Dubai: Jet Airways, once India’s largest private carrier, might see the skies again after the company’s creditors approved a deal to revive the grounded airline. The company declared bankruptcy last year with $1.2 billion in debt.
In October, the final resolution plans submitted by two interested buyers were put for e-voting for approval by Jet Airways’ Committee of Creditors (COCs). On Saturday, the plan submitted by UAE-based businessman Murari Lal Jalan and Florian Fritsch, founded of UK-based Kalrock Capital, was approved by the creditors.
Reuters, citing a source close to the matter, reported that the new owners had agreed to pump in 10 billion rupees ($136 million) as working capital for the revival of the airline. Another 10 billion rupees will be given to creditors over a period of five years. Financial creditors of the airline will also get 10 per cent stake in the company, the source said.
Who is Murari Lal Jalan?
Despite the highly publicized takeover of one of India’s best known brands, little is known about Jalan. His company, MJ Developers, is based in Dubai and has a diversified portfolio ranging from real estate development to construction equipment leasing.
Through his various investments and real-estate projects, Jalan is one of the biggest foreign investors in Uzbekistan by size, according to the company’s website. MJ Developers’ portfolio in the Central Asian country includes a four-star luxury 200 room hotel in the historic city of Bukhara.
What does this deal mean?
Jet Airways may have been thrown a new lease of life, but its future remains unclear. The airline’s domestic slots have been leased to other competitors like SpiceJet, while most of its slots for international services have been removed or sold.
Therefore, it still remains unclear how many routes Jet Airways can resume if it does restart flights - especially during the pandemic.
But one thing is clear, trying to beat the budget airlines at their own game would be a fatal mistake. “They should look for opportunities in the medium- and long-haul sector instead of directly competing with the LCCs,” said Linus Bauer, Managing Director at Bauer Aviation Advisory.
“We are entering another era where airline partnerships are becoming more essential to emerge stronger from the current crisis, thus Jet Airways needs to look for strategic partner airlines - the large domestic market in India is one of the key advantages for Jet Airways since domestic markets recover first from the pandemic,” Bauer added.
Turning around Jet Airways could be a commitment of more than 5 years for Jalan and Kalrock. “The other consortium had no plans to infuse funds into Jet Airways. In current times when the aviation business is hit so badly from COVID-19, the proposal from the other bidder was not attractive. However, both bids are very close to the liquidation value. Thus, time will tell us more about the progress. There is a lot of work to be done in the restructuring process of Jet Airways,” said Bauer.
Founded in 1992, a year after India’s economy was liberalized, the company was in a good position to take advantage of a country on the cusp of unprecedented economic growth, along with a burgeoning middle class.
Jet, which was funded by a private-public split between Naresh Goyal, Gulf Air and Kuwait Airways, quickly expanded their fleet in the mid-90s, placing airplane orders one after another worth hundreds of millions of dollars and eventually scooping up 20 percent of the market share (mostly at the expense of then market leader Indian Airlines).
Following a government directive that barred foreign investment in domestic carriers, Goyal bought up the rest of the 40 per cent from the Gulf-based airlines and became the sole owner of the company. Jet Airways got a major boost in 2003 when the airline and its peers got government authorization to fly international routes.
There was no looking back after that.
To fund the upcoming expansion, Jet listed itself on the Bombay Stock Exchange (BSE), offering a 20 per cent stake to potential investors. The move, which turned its founder Naresh Goyal into an overnight billionaire, set the stage for Jet’s market dominance, which became even more apparent after its $500 million takeover of rival Air Sahara.
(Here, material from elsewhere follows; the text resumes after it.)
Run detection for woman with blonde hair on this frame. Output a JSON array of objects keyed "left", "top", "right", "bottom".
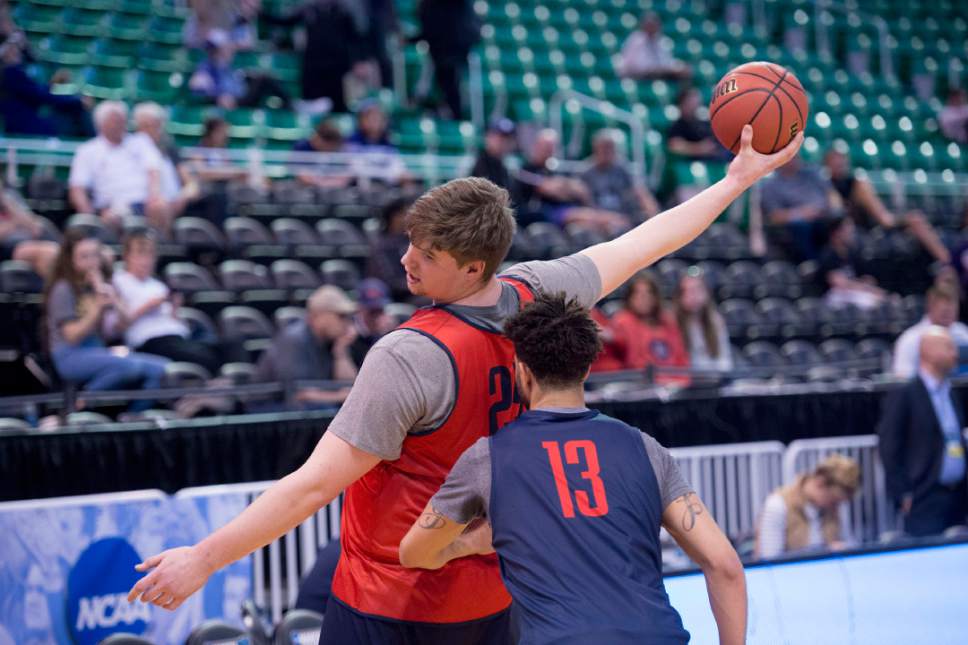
[{"left": 756, "top": 454, "right": 860, "bottom": 558}]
When the government began allowing foreign investment in Indian carriers, Jet opportunistically divested a 26 per cent stake to Abu Dhabi’s Etihad Group.
In the late 2000s, budget carriers like Spicejet and Indigo began pulling more passengers with their low fares. In a price war for dominance, Jet – designed to be a premium carrier – lost out after continuously dipping into its cash reserves and accruing more than $1 billion in debt.
By 2018 end, Jet had posted back to back quarters of losses, with money owed to financial lenders, and aircraft leasing firms, among other parties. Last year in March, Goyal sold off his 51 per cent stake in the struggling airline; a few months down the line Jet, once India’s largest airline, suspended its operations after a final domestic flight.